Presiden Jokowi tak ingin Tenaga Kerja Asing (TKA), mengalami proses berbelit-belit untuk bekerja di Indonesia. Apakah pekerja lokal siap?
PinterPolitik.com
[dropcap]T[/dropcap]iap membaca atau mendengar desas-desus TKA memasuki Indonesia, bisa dipastikan komentar atau suara bernada was-was akan terdengar. Hal tersebut wajar, sebab mau tak mau, kedatangan mereka membuat pasar tenaga kerja Indonesia semakin kompetitif dan sulit ditembus.
Desas-desus tersebut, juga sulit membendung bayangan di kepala soal gambaran sekelompok pekerja dengan bakat dan pengetahuan yang lebih tinggi dan mumpuni. Walau dalam kenyataannya, tak selalu itu yang terjadi.
Sejak tahun 2016, Pemerintahan Jokowi secara timbul tenggelam kerap diwarnai isu ‘serbuan’ gelombang TKA asal Tiongkok. Beberapa waktu sebelumnya, bahkan beredar kabar bila jumlah TKA asal Tiongkok tersebut mencapai 10 juta jiwa.
Walau sudah dinyatakan hoax oleh Menteri Hukum dan HAM Yasonna Laolly, isu tersebut tak bisa benar-benar hilang dan mereda. Bahkan, Presiden Jokowi sampai keki dibuatnya. Sebaliknya, isu ini terus “digoreng” oleh pihak oposisi, guna memunculkan sentimen negatif bila pemerintah tak berpihak pada pekerja lokal.
Namun dua tahun kemudian, yakni di tahun 2018, pemerintah berbalik arah dan memutuskan membuka pintu lebar-lebar bagi para TKA bekerja di Indonesia. Keputusan ini disampaikan sendiri oleh Presiden Jokowi saat membuka rapat terbatas terkait penataan TKA di kantor Presiden, pada Februari lalu.
Ada beberapa kebijakan kejutan pak Jokowi setelah pulang dari afganistan:
1. Permudah perijinan import
2. Permudah perijinan TKA – tenggang 2 minggu
3. Swastakan bandara stategis spt bandara Soetta
4. Bangun bandara dengan inventasi swasta— Hadi Purwanto (@HADIPURW2310) February 1, 2018
Kebijakan ini dikeluarkan bukan tanpa alasan. Presiden Jokowi berencana mau mendongkrak kualitas kemudahan berbisnis supaya makin kompetitif. Hal tersebut disambar Pramono Anung selaku Sekretaris Kabinet, dengan dalih untuk mempermudah investasi yang ada. “Bukan lagi zamannya kita mempersulit investasi, sudah tidak lagi zamannya kita mempersulit orang yang mau masuk bekerja di Republik ini,” terangnya.

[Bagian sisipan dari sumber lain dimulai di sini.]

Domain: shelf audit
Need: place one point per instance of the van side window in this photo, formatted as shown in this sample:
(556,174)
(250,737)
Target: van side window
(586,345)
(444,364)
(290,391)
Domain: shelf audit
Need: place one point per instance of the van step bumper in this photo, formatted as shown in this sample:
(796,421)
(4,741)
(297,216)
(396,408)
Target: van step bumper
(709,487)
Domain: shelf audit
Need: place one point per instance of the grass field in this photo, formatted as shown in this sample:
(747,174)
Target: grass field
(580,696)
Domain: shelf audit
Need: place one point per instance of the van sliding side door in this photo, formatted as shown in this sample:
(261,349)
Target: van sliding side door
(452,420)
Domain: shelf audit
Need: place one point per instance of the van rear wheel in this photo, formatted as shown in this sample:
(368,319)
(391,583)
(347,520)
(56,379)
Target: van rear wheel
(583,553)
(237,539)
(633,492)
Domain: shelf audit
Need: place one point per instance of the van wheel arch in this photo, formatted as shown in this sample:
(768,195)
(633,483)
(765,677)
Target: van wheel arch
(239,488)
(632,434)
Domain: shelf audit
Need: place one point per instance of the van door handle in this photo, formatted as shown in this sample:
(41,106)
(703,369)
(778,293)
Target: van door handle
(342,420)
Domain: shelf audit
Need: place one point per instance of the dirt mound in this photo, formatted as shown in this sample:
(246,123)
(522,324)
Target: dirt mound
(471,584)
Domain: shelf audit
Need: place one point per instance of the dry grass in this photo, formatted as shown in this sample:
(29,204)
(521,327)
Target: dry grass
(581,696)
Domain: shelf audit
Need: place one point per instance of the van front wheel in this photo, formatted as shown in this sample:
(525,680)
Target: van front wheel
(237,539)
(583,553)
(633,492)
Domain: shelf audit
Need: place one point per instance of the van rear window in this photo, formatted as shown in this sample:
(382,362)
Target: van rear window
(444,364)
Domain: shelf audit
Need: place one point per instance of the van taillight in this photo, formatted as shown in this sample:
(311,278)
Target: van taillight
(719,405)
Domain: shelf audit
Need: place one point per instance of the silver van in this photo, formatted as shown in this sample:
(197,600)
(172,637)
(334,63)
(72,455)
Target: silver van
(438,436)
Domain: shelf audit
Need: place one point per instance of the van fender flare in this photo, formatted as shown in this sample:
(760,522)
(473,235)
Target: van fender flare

Kebijakan ini lantas menumbuhkan sebuah pertanyaan lagi. TKA macam apa yang akan dimudahkan masuk ke Indonesia? Bagaimana kualifikasi dan kontrol yang akan ditetapkan pemerintah untuk menjaring TKA? Apakah ini makin menegaskan jika pekerja lokal lemah dan berkualitas rendah?
Alur Ketat dan Berbelit Ala Singapura
Bila dibandingkan dengan Singapura, Indonesia memang tergolong masih ‘malu-malu’ menarik TKA datang. Singapura sudah jamak dikenal sebagai surga bagi para TKA.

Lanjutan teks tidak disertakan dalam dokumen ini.